Like participatory video processes, the Internet may help in meeting peoples' information and communication objectives in order to attain their development goals and objectives, but it must be integrated within human contexts and seen as a communication process tool and not simply a static "information technology" or uni-directional broadcast medium. Otherwise, Internet tools will be relegated to the junk heaps of inappropriate development technologies or dismissed because of previous failures to make the medium locally relevant and useful. If, for example, the information outputs derived from highly technical famine early warning systems are not made available to the people whose lives are the subject of those systems, then we are failing to fully leverage the large infrastructure investments involved, and we are failing to assist people in making appropriate decisions based on such valuable information.
We must avoid contributing to the gap between the information haves (experts, academics, researchers, policy makers, etc.) and the information have-nots (usually the ultimate beneficiaries of development work) that can emerge when we create Internet applications to serve only elite researchers and bureaucrats. In particular, we must strive to find ways to bring knowledge producers, such as researchers and policy makers, closer (in the social as well as geographical sense) to the other less recognized knowledge producers: the people who are the ultimate beneficiaries of their deveopment programmes. (C.f. the Indigenous Studies WWW Virtual Library: http://www.halcyon.com/FWDP/wwwvl/indig-vl.html). The Internet helps make this possible: thanks to the Internet, farmers in Northern Mexico now have access to the same information, and many of the same information publication and dissemination tools, as researchers at major agricultural universities and research centres.
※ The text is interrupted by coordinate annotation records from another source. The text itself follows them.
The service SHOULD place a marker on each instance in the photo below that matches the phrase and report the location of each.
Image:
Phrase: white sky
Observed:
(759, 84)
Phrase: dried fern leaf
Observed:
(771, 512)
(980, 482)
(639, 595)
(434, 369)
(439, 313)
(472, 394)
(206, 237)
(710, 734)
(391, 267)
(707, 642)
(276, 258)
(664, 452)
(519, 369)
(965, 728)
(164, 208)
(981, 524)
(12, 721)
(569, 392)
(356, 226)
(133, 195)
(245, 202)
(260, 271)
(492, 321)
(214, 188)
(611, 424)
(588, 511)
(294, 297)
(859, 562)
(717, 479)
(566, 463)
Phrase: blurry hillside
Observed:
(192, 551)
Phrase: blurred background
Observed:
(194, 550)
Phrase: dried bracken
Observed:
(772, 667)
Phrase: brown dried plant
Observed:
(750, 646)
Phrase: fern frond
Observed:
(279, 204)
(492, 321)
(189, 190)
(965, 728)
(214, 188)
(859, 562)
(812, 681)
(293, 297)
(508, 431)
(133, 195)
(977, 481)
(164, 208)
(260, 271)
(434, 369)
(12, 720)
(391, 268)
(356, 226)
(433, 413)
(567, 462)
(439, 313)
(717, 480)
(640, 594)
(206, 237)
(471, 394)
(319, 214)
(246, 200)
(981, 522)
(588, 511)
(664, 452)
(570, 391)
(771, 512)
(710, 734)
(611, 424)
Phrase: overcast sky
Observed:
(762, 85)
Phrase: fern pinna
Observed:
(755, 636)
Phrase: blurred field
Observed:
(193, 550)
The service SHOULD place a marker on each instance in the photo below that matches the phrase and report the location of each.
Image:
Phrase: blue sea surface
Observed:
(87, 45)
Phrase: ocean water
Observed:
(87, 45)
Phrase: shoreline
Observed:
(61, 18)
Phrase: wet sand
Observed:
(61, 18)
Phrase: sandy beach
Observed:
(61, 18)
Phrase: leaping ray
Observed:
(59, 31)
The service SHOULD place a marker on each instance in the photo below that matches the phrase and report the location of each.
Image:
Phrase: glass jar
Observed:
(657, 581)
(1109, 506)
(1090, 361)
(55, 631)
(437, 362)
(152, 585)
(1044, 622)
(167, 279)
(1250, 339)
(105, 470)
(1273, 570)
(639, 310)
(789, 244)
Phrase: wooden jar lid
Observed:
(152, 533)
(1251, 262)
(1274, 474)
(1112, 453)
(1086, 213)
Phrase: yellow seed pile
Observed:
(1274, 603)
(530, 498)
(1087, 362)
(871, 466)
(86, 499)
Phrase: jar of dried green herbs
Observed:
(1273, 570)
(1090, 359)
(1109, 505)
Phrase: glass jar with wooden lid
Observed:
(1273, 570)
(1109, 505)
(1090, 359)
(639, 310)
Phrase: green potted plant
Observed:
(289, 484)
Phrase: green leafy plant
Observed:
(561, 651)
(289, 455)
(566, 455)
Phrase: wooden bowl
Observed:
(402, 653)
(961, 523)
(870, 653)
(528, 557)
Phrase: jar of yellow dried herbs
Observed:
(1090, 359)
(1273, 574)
A fact that is well known to veteran Internet users is that the Internet has the power to cut across social and geographic distance and help people find new ways of facilitating the flow of information and knowledge. In many ways the Internet has always been a development communication tool. Within bureaucratic organizations it has a way of levelling hierarchies, facilitating new communication patterns, and helping enable activities that might not otherwise occur (Negroponte, 1995). This factor makes it an especially attractive medium within communication for development efforts. The key to achieving similar results in new Internet and development projects is to begin with a grassroots, beneficiary-inclusive communication for development approach during the planning process.